In a GP, we're modeling the sampled f(X) point as if its from a 3D multivariate normal distribution. So sampling one point gives us the gold amount for cheese amount 1, 2, and 3. This is the 'function', and as we sample more points, we get more 'functions' that give us varying gold amounts for cheese amount 1, 2, and 3. And because it's a multivariate distribution, we can capture correlations between dimensions, so the amount of gold you get for cheese-1, should influence how much gold you get at cheese-2 because its close by. This relationship is defined by the covariance function of the gaussian.
> GP(m(x), k(x, x')) What is 'x' here? (Sigh! We need to learn to define the variables before using.) I can infer that x' is not derivative of x.
x refers to some amount of gold, and k(x, x') just means that the kernel consumes any two values in our X vector (i.e. [x1, x3] or [x1, x2]).
> "In the context of GPs, a kernel or covariance function k(x, x') = Cov(f(x), f(x')), encodes which function values should vary together." It does not seem the 'f' here is intended to be the specific 'f' introduced at the beginning of the article.
I believe it is the same f actually.

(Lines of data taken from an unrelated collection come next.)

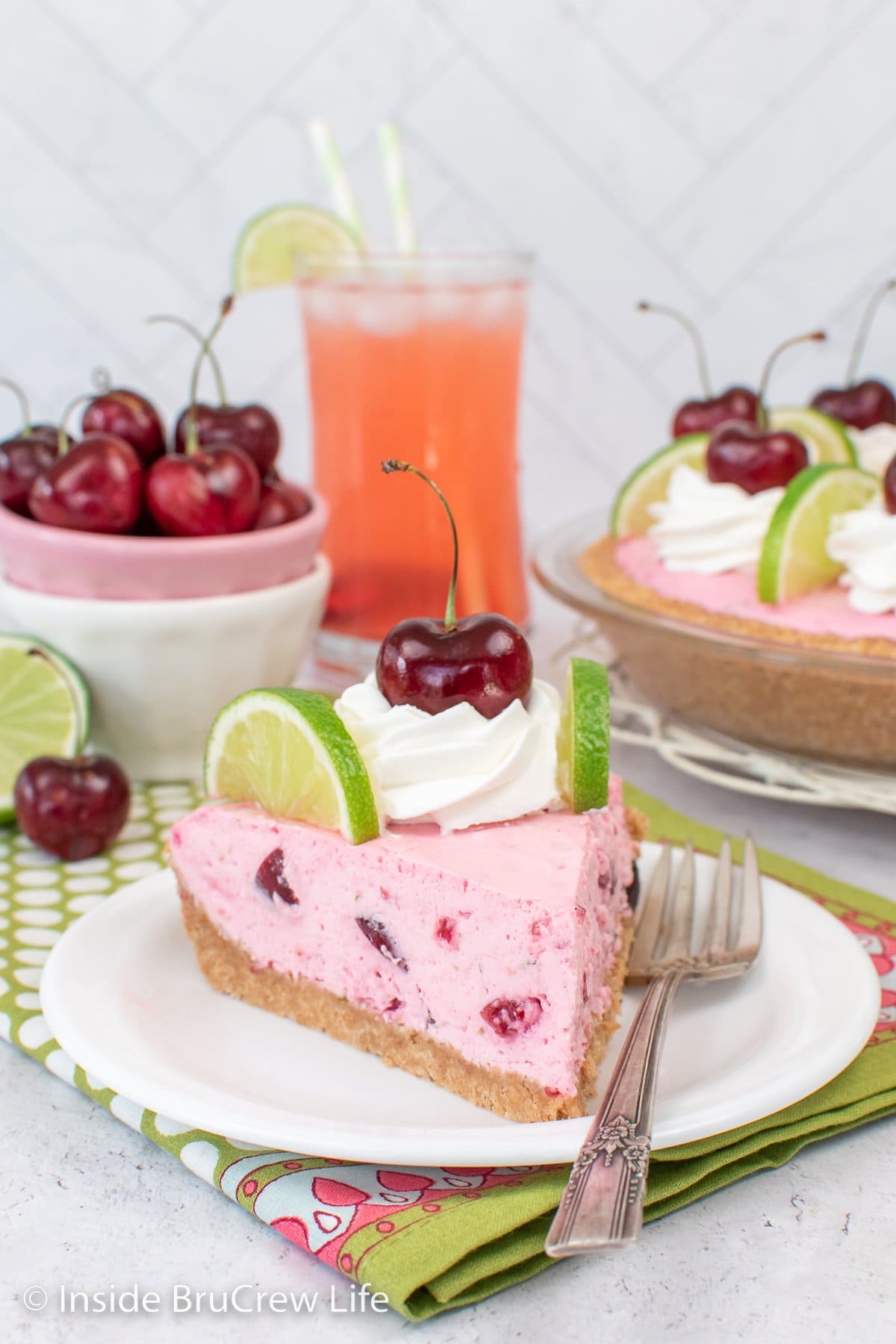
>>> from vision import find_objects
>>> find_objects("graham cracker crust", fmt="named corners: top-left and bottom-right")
top-left (579, 536), bottom-right (896, 770)
top-left (579, 536), bottom-right (896, 659)
top-left (180, 892), bottom-right (634, 1121)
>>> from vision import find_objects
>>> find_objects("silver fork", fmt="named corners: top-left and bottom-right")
top-left (544, 836), bottom-right (762, 1258)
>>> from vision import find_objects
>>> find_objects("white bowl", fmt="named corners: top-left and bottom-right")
top-left (0, 555), bottom-right (331, 780)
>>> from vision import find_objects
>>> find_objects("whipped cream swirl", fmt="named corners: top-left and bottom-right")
top-left (827, 500), bottom-right (896, 615)
top-left (336, 673), bottom-right (560, 832)
top-left (846, 420), bottom-right (896, 476)
top-left (647, 464), bottom-right (785, 574)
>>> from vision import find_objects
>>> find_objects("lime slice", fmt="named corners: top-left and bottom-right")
top-left (558, 659), bottom-right (610, 812)
top-left (610, 434), bottom-right (709, 536)
top-left (768, 406), bottom-right (859, 467)
top-left (205, 689), bottom-right (380, 844)
top-left (758, 462), bottom-right (880, 602)
top-left (232, 205), bottom-right (363, 293)
top-left (0, 635), bottom-right (90, 821)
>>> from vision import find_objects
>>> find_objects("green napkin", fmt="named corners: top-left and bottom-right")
top-left (0, 785), bottom-right (896, 1320)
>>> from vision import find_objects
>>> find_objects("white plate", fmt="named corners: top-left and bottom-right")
top-left (40, 844), bottom-right (880, 1166)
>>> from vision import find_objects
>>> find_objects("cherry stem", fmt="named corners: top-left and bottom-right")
top-left (846, 276), bottom-right (896, 387)
top-left (0, 378), bottom-right (31, 438)
top-left (146, 313), bottom-right (227, 406)
top-left (638, 299), bottom-right (712, 398)
top-left (380, 457), bottom-right (458, 630)
top-left (57, 393), bottom-right (97, 457)
top-left (184, 294), bottom-right (234, 457)
top-left (756, 332), bottom-right (827, 429)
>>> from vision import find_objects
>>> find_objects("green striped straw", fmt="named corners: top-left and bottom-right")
top-left (379, 121), bottom-right (417, 257)
top-left (308, 117), bottom-right (364, 243)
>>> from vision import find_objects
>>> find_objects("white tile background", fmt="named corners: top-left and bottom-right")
top-left (0, 0), bottom-right (896, 531)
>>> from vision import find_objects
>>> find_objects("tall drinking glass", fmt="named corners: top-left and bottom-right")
top-left (298, 254), bottom-right (531, 668)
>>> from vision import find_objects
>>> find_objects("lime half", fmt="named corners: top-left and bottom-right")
top-left (232, 205), bottom-right (363, 293)
top-left (205, 688), bottom-right (380, 844)
top-left (610, 434), bottom-right (709, 536)
top-left (0, 635), bottom-right (90, 821)
top-left (768, 406), bottom-right (859, 467)
top-left (758, 462), bottom-right (880, 602)
top-left (558, 659), bottom-right (610, 812)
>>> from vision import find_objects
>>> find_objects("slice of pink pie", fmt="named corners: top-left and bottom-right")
top-left (170, 777), bottom-right (642, 1121)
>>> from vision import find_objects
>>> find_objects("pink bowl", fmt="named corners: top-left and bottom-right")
top-left (0, 491), bottom-right (329, 602)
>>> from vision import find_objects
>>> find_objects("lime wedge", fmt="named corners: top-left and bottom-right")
top-left (610, 434), bottom-right (709, 536)
top-left (758, 462), bottom-right (880, 602)
top-left (205, 689), bottom-right (380, 844)
top-left (232, 205), bottom-right (363, 293)
top-left (558, 659), bottom-right (610, 812)
top-left (0, 635), bottom-right (90, 821)
top-left (768, 406), bottom-right (859, 467)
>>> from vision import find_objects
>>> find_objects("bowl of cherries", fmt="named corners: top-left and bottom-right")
top-left (0, 299), bottom-right (326, 601)
top-left (0, 299), bottom-right (331, 780)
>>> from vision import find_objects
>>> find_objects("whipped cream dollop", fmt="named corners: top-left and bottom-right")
top-left (647, 464), bottom-right (785, 574)
top-left (846, 420), bottom-right (896, 476)
top-left (827, 500), bottom-right (896, 615)
top-left (336, 673), bottom-right (560, 830)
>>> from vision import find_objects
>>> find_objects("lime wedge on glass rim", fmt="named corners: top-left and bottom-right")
top-left (232, 203), bottom-right (364, 293)
top-left (768, 406), bottom-right (859, 467)
top-left (0, 635), bottom-right (90, 823)
top-left (205, 688), bottom-right (380, 844)
top-left (758, 462), bottom-right (880, 602)
top-left (610, 434), bottom-right (709, 536)
top-left (558, 659), bottom-right (610, 812)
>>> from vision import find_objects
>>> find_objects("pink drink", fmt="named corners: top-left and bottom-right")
top-left (299, 255), bottom-right (529, 661)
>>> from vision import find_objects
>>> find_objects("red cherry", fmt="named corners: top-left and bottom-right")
top-left (175, 402), bottom-right (279, 476)
top-left (812, 378), bottom-right (896, 429)
top-left (638, 302), bottom-right (759, 438)
top-left (812, 279), bottom-right (896, 429)
top-left (28, 434), bottom-right (143, 532)
top-left (81, 387), bottom-right (165, 467)
top-left (376, 613), bottom-right (532, 719)
top-left (479, 998), bottom-right (544, 1036)
top-left (255, 847), bottom-right (298, 906)
top-left (254, 480), bottom-right (311, 532)
top-left (706, 423), bottom-right (809, 494)
top-left (13, 756), bottom-right (131, 863)
top-left (355, 915), bottom-right (407, 971)
top-left (672, 387), bottom-right (759, 438)
top-left (146, 444), bottom-right (262, 536)
top-left (0, 432), bottom-right (57, 514)
top-left (884, 457), bottom-right (896, 514)
top-left (376, 458), bottom-right (532, 719)
top-left (0, 378), bottom-right (59, 514)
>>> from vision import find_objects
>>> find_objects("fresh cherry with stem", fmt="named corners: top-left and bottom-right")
top-left (812, 277), bottom-right (896, 429)
top-left (706, 332), bottom-right (825, 494)
top-left (13, 756), bottom-right (131, 863)
top-left (376, 458), bottom-right (532, 719)
top-left (28, 396), bottom-right (144, 532)
top-left (154, 296), bottom-right (279, 476)
top-left (638, 301), bottom-right (758, 438)
top-left (81, 368), bottom-right (165, 467)
top-left (0, 378), bottom-right (59, 514)
top-left (146, 299), bottom-right (262, 536)
top-left (252, 480), bottom-right (313, 532)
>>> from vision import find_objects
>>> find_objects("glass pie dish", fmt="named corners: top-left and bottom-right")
top-left (533, 514), bottom-right (896, 769)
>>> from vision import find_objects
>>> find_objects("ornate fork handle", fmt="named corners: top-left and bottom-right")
top-left (544, 971), bottom-right (686, 1258)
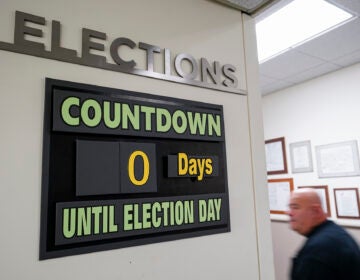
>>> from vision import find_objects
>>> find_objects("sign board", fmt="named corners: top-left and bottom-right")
top-left (40, 79), bottom-right (230, 259)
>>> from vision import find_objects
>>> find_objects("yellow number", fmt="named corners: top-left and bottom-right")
top-left (128, 151), bottom-right (150, 186)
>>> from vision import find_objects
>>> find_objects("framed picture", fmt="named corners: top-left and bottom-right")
top-left (268, 178), bottom-right (294, 214)
top-left (265, 137), bottom-right (288, 175)
top-left (290, 140), bottom-right (313, 173)
top-left (298, 186), bottom-right (331, 217)
top-left (334, 188), bottom-right (360, 219)
top-left (316, 140), bottom-right (360, 178)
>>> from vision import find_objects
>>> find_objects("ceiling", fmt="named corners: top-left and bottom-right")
top-left (216, 0), bottom-right (360, 95)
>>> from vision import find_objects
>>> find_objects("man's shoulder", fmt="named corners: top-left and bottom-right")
top-left (306, 221), bottom-right (359, 253)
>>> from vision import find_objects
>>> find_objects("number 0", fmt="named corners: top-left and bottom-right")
top-left (128, 151), bottom-right (150, 186)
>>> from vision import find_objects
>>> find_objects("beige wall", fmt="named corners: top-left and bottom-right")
top-left (0, 0), bottom-right (274, 280)
top-left (263, 64), bottom-right (360, 280)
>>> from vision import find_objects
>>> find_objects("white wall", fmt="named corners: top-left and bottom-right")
top-left (263, 64), bottom-right (360, 280)
top-left (0, 0), bottom-right (274, 280)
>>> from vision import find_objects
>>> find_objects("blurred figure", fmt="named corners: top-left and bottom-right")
top-left (288, 189), bottom-right (360, 280)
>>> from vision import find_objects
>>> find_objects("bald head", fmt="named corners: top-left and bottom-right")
top-left (289, 188), bottom-right (326, 235)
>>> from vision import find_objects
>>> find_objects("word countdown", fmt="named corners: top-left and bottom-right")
top-left (40, 79), bottom-right (230, 259)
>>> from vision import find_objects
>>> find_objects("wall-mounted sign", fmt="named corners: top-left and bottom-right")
top-left (0, 11), bottom-right (246, 94)
top-left (40, 79), bottom-right (230, 259)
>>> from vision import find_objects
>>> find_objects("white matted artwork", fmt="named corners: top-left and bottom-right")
top-left (265, 137), bottom-right (287, 175)
top-left (298, 186), bottom-right (331, 217)
top-left (334, 188), bottom-right (360, 219)
top-left (290, 140), bottom-right (313, 173)
top-left (268, 178), bottom-right (294, 214)
top-left (315, 140), bottom-right (360, 178)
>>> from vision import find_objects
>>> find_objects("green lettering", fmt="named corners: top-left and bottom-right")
top-left (142, 203), bottom-right (151, 228)
top-left (122, 104), bottom-right (140, 130)
top-left (141, 106), bottom-right (155, 131)
top-left (124, 204), bottom-right (134, 231)
top-left (61, 97), bottom-right (80, 126)
top-left (199, 199), bottom-right (206, 223)
top-left (103, 101), bottom-right (120, 128)
top-left (175, 200), bottom-right (184, 226)
top-left (63, 208), bottom-right (76, 238)
top-left (109, 205), bottom-right (118, 232)
top-left (151, 202), bottom-right (161, 228)
top-left (208, 114), bottom-right (221, 136)
top-left (187, 112), bottom-right (207, 135)
top-left (172, 110), bottom-right (187, 134)
top-left (156, 108), bottom-right (171, 132)
top-left (77, 207), bottom-right (91, 236)
top-left (81, 99), bottom-right (101, 127)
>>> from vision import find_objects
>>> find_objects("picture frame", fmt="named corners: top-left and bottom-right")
top-left (334, 188), bottom-right (360, 219)
top-left (298, 185), bottom-right (331, 217)
top-left (268, 178), bottom-right (294, 214)
top-left (265, 137), bottom-right (288, 175)
top-left (289, 140), bottom-right (314, 173)
top-left (315, 140), bottom-right (360, 178)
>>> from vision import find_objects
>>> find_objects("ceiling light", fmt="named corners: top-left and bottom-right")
top-left (256, 0), bottom-right (354, 63)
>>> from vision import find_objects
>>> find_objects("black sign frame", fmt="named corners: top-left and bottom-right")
top-left (39, 78), bottom-right (230, 260)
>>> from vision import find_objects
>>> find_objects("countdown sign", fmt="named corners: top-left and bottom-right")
top-left (40, 79), bottom-right (230, 259)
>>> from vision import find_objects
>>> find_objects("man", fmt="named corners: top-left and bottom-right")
top-left (288, 189), bottom-right (360, 280)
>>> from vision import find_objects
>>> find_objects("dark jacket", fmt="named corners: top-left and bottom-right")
top-left (291, 221), bottom-right (360, 280)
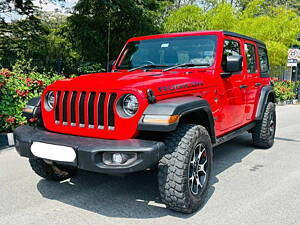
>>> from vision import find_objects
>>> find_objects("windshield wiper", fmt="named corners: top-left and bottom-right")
top-left (128, 64), bottom-right (168, 72)
top-left (163, 63), bottom-right (210, 72)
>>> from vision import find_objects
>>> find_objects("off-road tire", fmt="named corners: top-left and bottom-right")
top-left (158, 124), bottom-right (213, 213)
top-left (29, 158), bottom-right (77, 181)
top-left (252, 102), bottom-right (276, 149)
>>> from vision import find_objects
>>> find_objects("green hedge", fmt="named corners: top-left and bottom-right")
top-left (0, 59), bottom-right (64, 132)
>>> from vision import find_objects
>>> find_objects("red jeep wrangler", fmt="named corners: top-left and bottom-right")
top-left (14, 31), bottom-right (276, 213)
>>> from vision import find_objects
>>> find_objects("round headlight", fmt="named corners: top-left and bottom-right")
top-left (122, 94), bottom-right (139, 117)
top-left (46, 91), bottom-right (55, 110)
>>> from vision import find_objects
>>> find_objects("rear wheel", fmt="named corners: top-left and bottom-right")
top-left (158, 124), bottom-right (213, 213)
top-left (29, 158), bottom-right (77, 181)
top-left (252, 102), bottom-right (276, 148)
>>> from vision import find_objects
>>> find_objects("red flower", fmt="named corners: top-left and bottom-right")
top-left (26, 78), bottom-right (32, 87)
top-left (5, 116), bottom-right (16, 124)
top-left (29, 118), bottom-right (38, 123)
top-left (33, 80), bottom-right (44, 87)
top-left (16, 90), bottom-right (29, 97)
top-left (0, 82), bottom-right (5, 88)
top-left (0, 69), bottom-right (11, 78)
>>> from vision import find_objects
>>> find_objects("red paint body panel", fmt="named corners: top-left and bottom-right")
top-left (42, 31), bottom-right (270, 139)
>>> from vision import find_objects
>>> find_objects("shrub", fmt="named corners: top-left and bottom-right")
top-left (0, 59), bottom-right (64, 132)
top-left (274, 81), bottom-right (300, 102)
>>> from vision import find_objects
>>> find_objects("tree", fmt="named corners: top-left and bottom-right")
top-left (163, 0), bottom-right (300, 66)
top-left (163, 5), bottom-right (207, 32)
top-left (68, 0), bottom-right (169, 65)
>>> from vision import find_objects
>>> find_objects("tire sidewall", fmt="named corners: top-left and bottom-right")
top-left (185, 134), bottom-right (213, 207)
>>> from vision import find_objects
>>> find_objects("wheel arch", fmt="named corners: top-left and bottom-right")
top-left (255, 85), bottom-right (276, 120)
top-left (138, 96), bottom-right (216, 143)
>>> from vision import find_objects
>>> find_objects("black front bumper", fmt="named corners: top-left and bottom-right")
top-left (14, 126), bottom-right (165, 174)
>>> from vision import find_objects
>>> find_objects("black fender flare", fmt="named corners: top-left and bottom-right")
top-left (255, 85), bottom-right (275, 120)
top-left (138, 96), bottom-right (216, 143)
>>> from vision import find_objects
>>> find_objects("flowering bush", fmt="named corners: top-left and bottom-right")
top-left (0, 59), bottom-right (64, 132)
top-left (274, 81), bottom-right (300, 102)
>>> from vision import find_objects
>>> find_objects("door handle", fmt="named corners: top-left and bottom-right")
top-left (255, 83), bottom-right (261, 87)
top-left (240, 85), bottom-right (248, 89)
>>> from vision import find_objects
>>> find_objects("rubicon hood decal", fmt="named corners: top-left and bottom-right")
top-left (158, 82), bottom-right (203, 92)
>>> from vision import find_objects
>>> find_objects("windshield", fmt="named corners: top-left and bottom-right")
top-left (117, 35), bottom-right (217, 69)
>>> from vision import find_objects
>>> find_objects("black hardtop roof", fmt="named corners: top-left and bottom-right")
top-left (222, 30), bottom-right (266, 47)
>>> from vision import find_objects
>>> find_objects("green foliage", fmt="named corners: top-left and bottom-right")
top-left (163, 0), bottom-right (300, 66)
top-left (163, 5), bottom-right (206, 32)
top-left (68, 0), bottom-right (172, 65)
top-left (0, 59), bottom-right (64, 132)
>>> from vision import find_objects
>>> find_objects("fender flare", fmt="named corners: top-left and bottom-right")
top-left (255, 85), bottom-right (275, 120)
top-left (138, 96), bottom-right (216, 143)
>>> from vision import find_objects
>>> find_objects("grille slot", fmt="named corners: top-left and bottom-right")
top-left (63, 91), bottom-right (69, 125)
top-left (70, 91), bottom-right (77, 126)
top-left (98, 92), bottom-right (106, 129)
top-left (108, 93), bottom-right (117, 130)
top-left (54, 91), bottom-right (117, 131)
top-left (88, 92), bottom-right (96, 128)
top-left (55, 91), bottom-right (61, 124)
top-left (79, 91), bottom-right (86, 127)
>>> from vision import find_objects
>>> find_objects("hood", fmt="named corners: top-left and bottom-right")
top-left (50, 71), bottom-right (207, 96)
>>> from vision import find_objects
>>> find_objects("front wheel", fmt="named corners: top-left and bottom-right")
top-left (158, 124), bottom-right (213, 213)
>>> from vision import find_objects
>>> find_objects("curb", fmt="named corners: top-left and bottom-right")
top-left (0, 133), bottom-right (15, 149)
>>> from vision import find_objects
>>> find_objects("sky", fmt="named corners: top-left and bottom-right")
top-left (1, 0), bottom-right (78, 22)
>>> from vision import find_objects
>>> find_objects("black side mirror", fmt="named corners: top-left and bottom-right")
top-left (222, 55), bottom-right (243, 78)
top-left (107, 60), bottom-right (116, 72)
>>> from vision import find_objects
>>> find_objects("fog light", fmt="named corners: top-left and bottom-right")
top-left (103, 152), bottom-right (137, 166)
top-left (112, 153), bottom-right (127, 164)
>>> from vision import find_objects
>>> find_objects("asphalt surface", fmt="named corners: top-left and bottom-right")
top-left (0, 106), bottom-right (300, 225)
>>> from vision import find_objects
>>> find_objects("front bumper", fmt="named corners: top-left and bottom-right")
top-left (14, 126), bottom-right (165, 174)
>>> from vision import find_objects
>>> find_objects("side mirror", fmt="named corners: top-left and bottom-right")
top-left (222, 55), bottom-right (243, 78)
top-left (107, 60), bottom-right (116, 72)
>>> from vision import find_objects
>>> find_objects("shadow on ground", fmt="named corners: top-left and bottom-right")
top-left (37, 134), bottom-right (262, 218)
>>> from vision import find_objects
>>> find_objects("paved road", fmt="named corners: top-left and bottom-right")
top-left (0, 106), bottom-right (300, 225)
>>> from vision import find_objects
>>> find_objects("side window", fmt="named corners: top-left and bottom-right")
top-left (258, 47), bottom-right (269, 73)
top-left (245, 44), bottom-right (256, 73)
top-left (222, 40), bottom-right (241, 70)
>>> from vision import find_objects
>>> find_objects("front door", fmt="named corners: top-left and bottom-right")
top-left (244, 41), bottom-right (262, 122)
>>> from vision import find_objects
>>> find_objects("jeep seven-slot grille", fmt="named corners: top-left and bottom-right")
top-left (55, 91), bottom-right (117, 130)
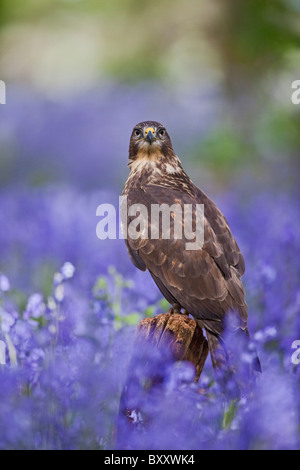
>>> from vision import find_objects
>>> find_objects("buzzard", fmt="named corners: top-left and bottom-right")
top-left (123, 121), bottom-right (260, 384)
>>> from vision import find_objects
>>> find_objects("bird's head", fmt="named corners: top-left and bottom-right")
top-left (129, 121), bottom-right (174, 164)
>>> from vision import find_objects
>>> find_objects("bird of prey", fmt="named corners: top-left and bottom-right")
top-left (123, 121), bottom-right (260, 384)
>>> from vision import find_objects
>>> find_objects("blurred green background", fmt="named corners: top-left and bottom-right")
top-left (0, 0), bottom-right (300, 190)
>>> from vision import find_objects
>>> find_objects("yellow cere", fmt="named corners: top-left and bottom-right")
top-left (145, 127), bottom-right (155, 135)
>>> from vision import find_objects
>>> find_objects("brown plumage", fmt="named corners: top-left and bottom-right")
top-left (123, 121), bottom-right (260, 384)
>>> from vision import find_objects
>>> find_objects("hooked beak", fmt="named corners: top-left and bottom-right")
top-left (145, 127), bottom-right (156, 145)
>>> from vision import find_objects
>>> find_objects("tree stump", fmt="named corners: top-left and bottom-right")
top-left (117, 313), bottom-right (208, 444)
top-left (135, 313), bottom-right (208, 382)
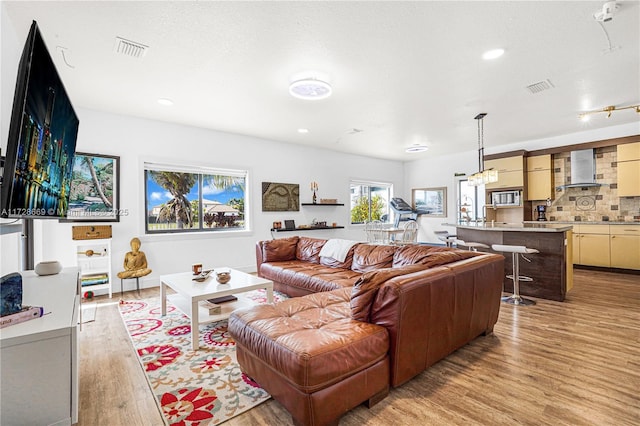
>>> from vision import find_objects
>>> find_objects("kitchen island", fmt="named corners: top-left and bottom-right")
top-left (443, 222), bottom-right (573, 302)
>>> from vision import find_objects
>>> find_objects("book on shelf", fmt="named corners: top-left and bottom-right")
top-left (202, 300), bottom-right (222, 315)
top-left (207, 294), bottom-right (238, 305)
top-left (80, 274), bottom-right (109, 287)
top-left (0, 306), bottom-right (44, 328)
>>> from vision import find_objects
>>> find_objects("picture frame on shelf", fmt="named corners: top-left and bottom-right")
top-left (61, 152), bottom-right (122, 222)
top-left (411, 186), bottom-right (447, 217)
top-left (262, 182), bottom-right (300, 212)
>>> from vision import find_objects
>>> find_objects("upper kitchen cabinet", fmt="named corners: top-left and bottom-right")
top-left (526, 154), bottom-right (554, 201)
top-left (617, 142), bottom-right (640, 197)
top-left (484, 155), bottom-right (524, 189)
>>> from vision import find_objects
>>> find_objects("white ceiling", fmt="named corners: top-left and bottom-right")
top-left (3, 1), bottom-right (640, 160)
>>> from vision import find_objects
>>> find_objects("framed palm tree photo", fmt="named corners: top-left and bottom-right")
top-left (61, 152), bottom-right (121, 222)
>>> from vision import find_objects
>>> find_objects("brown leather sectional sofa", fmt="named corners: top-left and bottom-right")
top-left (229, 237), bottom-right (504, 425)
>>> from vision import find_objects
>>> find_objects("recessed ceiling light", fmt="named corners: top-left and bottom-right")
top-left (289, 78), bottom-right (332, 101)
top-left (404, 144), bottom-right (429, 154)
top-left (482, 49), bottom-right (504, 61)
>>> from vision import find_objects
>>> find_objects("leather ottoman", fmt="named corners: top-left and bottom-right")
top-left (229, 288), bottom-right (389, 425)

He's saying the kernel function takes in two values of x (cheese), and outputs the covariance between their output gold amounts. This illustrates his previous point that the "closeness" between x values should be reflected in the gold amounts.
> The plots now have y and x, and x1 and x2. How are these related?
y is gold. x is cheese. x1, x2 correspond to the first two x-values in the linear plot.
> And with k(x, x') = Cov(f(x), f(x')), what is 'f' for the various kernel functions being plotted.
f(X) is the approximation of the "true" process we're trying to learn from observational data. The observations are tuples of cheese and gold amoutns, so f(x), f(x') is just the corresponding gold amount, we don't actually model that function explicitly. The gaussian distribution we are sampling from for functions just models correlations between our variables, so it represents the function implicitly.
This is about inner product functions in a specific kind of Hilbert spaces, a notion that is very useful in many branches of applied mathematics. Machine learning and functional analysis included.
The name collision is unfortunate.
One unfortunate difficulty is that these kernels don't map so well to GPU kernels unless explicitly embedded in high dimensional spaces. This is one of the reasons why kernel methods has recently fallen out of favour in machine learning - lack of mechanical sympathy. Note this just one reason, there are others.